Legal clinics serve a variety of purposes, not the least of which is to provide legal advice, support, and information. Volunteers, who happen to be law school students, do lots of pro bono and pre-paid work to meet the needs of community members. They may have offices within the school, plus an 800 number or website that disadvantaged people can visit.
Students offer research assistance to attorneys, often helping them in court and doing all the legwork, in terms of setting up meetings and interviewing clients. They also draft and file legal arguments, as well as assist with oral arguments in front of a court. Cases may vary from family law such as child custody, to criminal and domestic violence cases. Each legal clinic has its niche. For instance, some lawyers serve clients in homeless shelters.

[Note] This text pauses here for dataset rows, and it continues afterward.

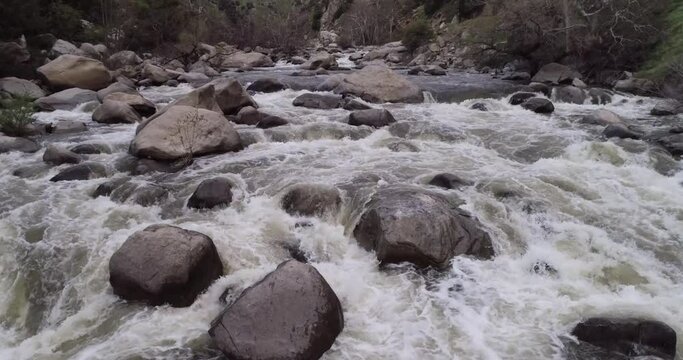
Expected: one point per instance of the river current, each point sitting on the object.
(582, 226)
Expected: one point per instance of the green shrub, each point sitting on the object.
(15, 116)
(417, 33)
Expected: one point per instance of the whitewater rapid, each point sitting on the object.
(605, 216)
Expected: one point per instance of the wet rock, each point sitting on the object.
(602, 117)
(115, 112)
(267, 85)
(87, 149)
(291, 314)
(9, 144)
(57, 155)
(427, 229)
(620, 131)
(449, 181)
(66, 100)
(379, 84)
(555, 73)
(311, 200)
(318, 101)
(71, 71)
(211, 193)
(570, 94)
(141, 105)
(21, 88)
(376, 118)
(521, 97)
(231, 96)
(539, 105)
(668, 107)
(629, 337)
(164, 264)
(84, 171)
(204, 132)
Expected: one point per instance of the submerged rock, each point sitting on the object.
(164, 264)
(311, 200)
(211, 193)
(424, 228)
(629, 337)
(292, 313)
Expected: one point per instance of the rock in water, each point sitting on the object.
(291, 314)
(211, 194)
(184, 131)
(630, 337)
(71, 71)
(311, 200)
(376, 118)
(424, 228)
(164, 264)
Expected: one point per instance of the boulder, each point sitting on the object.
(114, 88)
(66, 99)
(320, 60)
(376, 118)
(667, 107)
(448, 181)
(57, 155)
(379, 84)
(241, 59)
(115, 112)
(63, 47)
(164, 264)
(318, 101)
(267, 85)
(292, 313)
(570, 94)
(620, 131)
(311, 200)
(211, 193)
(602, 117)
(8, 144)
(539, 105)
(72, 71)
(156, 74)
(556, 74)
(629, 337)
(182, 132)
(521, 97)
(231, 96)
(84, 171)
(141, 105)
(21, 88)
(122, 59)
(425, 228)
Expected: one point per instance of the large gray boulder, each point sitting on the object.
(122, 59)
(241, 59)
(164, 264)
(427, 229)
(20, 88)
(629, 337)
(66, 99)
(292, 313)
(115, 112)
(72, 71)
(555, 73)
(182, 132)
(379, 84)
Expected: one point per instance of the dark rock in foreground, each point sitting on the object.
(629, 337)
(291, 314)
(421, 227)
(164, 264)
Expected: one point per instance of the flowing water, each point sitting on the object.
(606, 217)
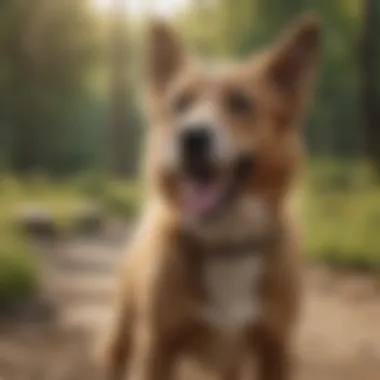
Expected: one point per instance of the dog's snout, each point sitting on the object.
(196, 142)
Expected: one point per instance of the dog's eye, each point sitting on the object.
(239, 103)
(182, 102)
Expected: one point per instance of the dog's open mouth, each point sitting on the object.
(204, 197)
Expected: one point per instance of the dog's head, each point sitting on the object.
(222, 132)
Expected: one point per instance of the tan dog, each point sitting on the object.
(211, 272)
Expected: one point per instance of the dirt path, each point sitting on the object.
(339, 335)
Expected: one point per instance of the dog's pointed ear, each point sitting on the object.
(165, 54)
(294, 58)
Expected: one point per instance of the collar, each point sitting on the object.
(229, 249)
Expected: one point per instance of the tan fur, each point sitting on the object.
(160, 314)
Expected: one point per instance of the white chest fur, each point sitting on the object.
(232, 289)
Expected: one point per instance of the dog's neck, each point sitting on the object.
(248, 220)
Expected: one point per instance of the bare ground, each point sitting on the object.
(339, 334)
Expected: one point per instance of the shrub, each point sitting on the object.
(18, 272)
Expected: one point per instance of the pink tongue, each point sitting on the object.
(199, 200)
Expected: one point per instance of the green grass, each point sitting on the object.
(340, 209)
(338, 205)
(18, 271)
(18, 263)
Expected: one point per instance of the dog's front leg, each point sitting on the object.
(154, 361)
(273, 357)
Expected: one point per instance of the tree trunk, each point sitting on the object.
(120, 165)
(370, 129)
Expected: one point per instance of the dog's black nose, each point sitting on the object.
(196, 142)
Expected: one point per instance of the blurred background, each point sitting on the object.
(71, 128)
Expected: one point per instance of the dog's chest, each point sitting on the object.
(232, 294)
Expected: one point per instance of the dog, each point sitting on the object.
(212, 270)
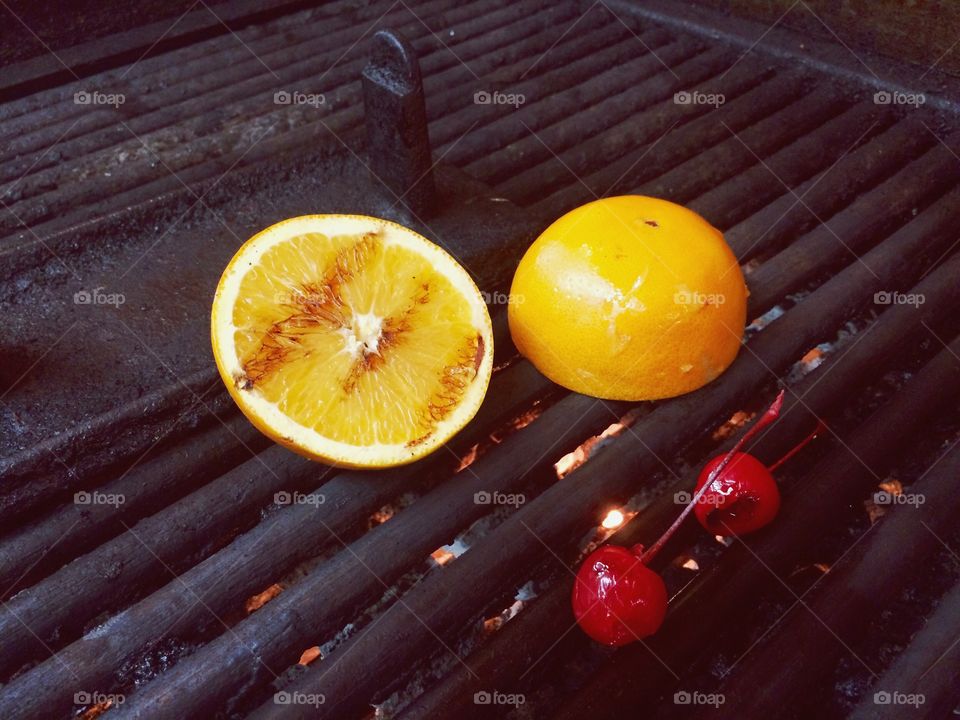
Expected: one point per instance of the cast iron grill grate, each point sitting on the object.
(228, 560)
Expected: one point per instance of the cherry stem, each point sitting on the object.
(772, 413)
(821, 426)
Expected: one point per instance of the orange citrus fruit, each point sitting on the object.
(629, 298)
(351, 340)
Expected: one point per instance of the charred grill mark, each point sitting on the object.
(455, 378)
(315, 305)
(391, 334)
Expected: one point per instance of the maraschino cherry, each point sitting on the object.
(743, 497)
(617, 598)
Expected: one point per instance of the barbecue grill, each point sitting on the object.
(161, 559)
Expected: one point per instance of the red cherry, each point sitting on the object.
(616, 598)
(743, 497)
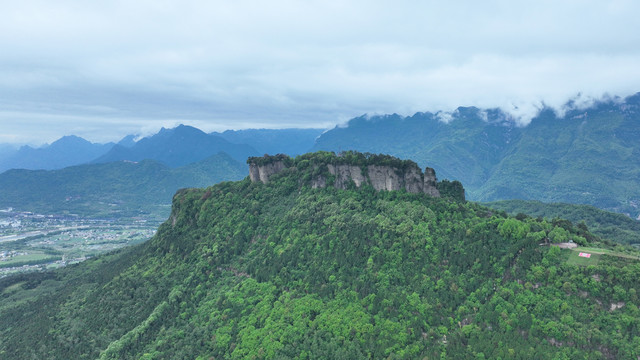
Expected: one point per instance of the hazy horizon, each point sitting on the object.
(105, 70)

As a volunteer or law student assisting with representation and advice for your community, you can enhance your skills in areas like communication and litigation. These clinics also provide an opportunity for networking with attorneys who are leaders in the community. A proper defense is something everyone is entitled too. But sometimes people just can’t afford the representation and aid they need to obtain justice. Because legal clinics are generally non-profit entities, they can provide low-cost legal services such as filing on a range of topics, from bankruptcy and debt elimination to wills and probate. Good skills to have in this business include strong research, organizational, negotiation, interviewing, and problem solving abilities.
People in need of a lawyer's services can seek out legal clinics through other resources in a community, such as town halls, doctors, shelters, family, and friends. They can call to set up a meeting in person or hold one over the phone; both are usually free.